Patent Discrimination in Software
In general, the patent system has always been administered by patent attorneys for the benefit of those attorneys’ clients. Any system that allows those who stand to gain to set the rules would be detrimental to the general welfare. However, in the software industry, patents also explicitly discriminate against the small, adaptable, and cooperative teams who created the Internet.
The patent system unfairly disadvantages genuine innovators by granting patents far too frequently and without sufficient rationale. There has never been a single economic study that shown how the software industry benefited from patents. Studies today indicate the reverse.
The increase of software patents has only occurred for dogmatic reasons. The patent system discriminates against quick-moving, flexible industries like software and favours slow-moving ones like pharmaceutics by enforcing a “one size fits all” policy. In a market where whole product life cycles are measured in a few years, exclusive privileges for twenty years are absurd.
In a market where competition is the lifeblood, the granting of overly wide monopolies on ideas keeps out innovation and competition. Patents are not used to make money by stifling the US software market. It unfairly favours people in nations with more reasonable patent laws over US software creators.
Smaller software companies are severely penalised by the patent system because they cannot afford the expense and, more importantly, the risks of obtaining patents. A recent study by a patent advocate revealed that very few small software companies get software patents, with 80% of VC-funded software startups failing to do so within four years of funding. And the majority of businesses, which do not receive VC funding…? Even the purchase of one patent by 5% of tiny software companies would be unexpected.

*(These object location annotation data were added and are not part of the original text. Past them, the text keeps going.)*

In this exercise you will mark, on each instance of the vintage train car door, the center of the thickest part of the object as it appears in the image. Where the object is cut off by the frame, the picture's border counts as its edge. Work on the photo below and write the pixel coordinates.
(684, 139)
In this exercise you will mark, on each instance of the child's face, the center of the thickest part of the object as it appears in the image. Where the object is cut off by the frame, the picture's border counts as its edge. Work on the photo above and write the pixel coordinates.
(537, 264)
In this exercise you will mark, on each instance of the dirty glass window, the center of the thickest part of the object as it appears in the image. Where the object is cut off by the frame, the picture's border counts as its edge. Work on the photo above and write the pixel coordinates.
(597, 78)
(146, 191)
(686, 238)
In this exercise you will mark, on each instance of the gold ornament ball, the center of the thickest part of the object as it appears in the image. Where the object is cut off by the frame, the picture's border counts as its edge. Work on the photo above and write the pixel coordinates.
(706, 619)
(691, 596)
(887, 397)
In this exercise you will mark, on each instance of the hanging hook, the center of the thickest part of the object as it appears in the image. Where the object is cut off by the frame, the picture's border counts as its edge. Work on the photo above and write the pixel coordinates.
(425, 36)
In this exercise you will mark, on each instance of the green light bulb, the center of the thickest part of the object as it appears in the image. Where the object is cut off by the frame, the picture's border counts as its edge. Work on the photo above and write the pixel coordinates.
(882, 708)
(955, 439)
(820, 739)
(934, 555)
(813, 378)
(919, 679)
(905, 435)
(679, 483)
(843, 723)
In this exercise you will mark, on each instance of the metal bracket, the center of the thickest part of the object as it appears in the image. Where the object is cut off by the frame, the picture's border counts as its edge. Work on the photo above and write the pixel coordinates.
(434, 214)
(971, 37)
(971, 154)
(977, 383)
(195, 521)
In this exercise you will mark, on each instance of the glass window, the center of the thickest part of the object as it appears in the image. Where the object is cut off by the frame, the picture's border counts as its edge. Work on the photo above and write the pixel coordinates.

Finally, by restricting transparency and the free exchange of ideas and knowledge, the exclusive advantage that software patents grant their owners discriminates against open research. Ironically, patents are occasionally promoted as “rewarding disclosure” even though they really actively prohibit it. Anyone other than a patent expert cannot understand software patents, and the drive to obtain patents makes engineers much less likely to share their ideas with others.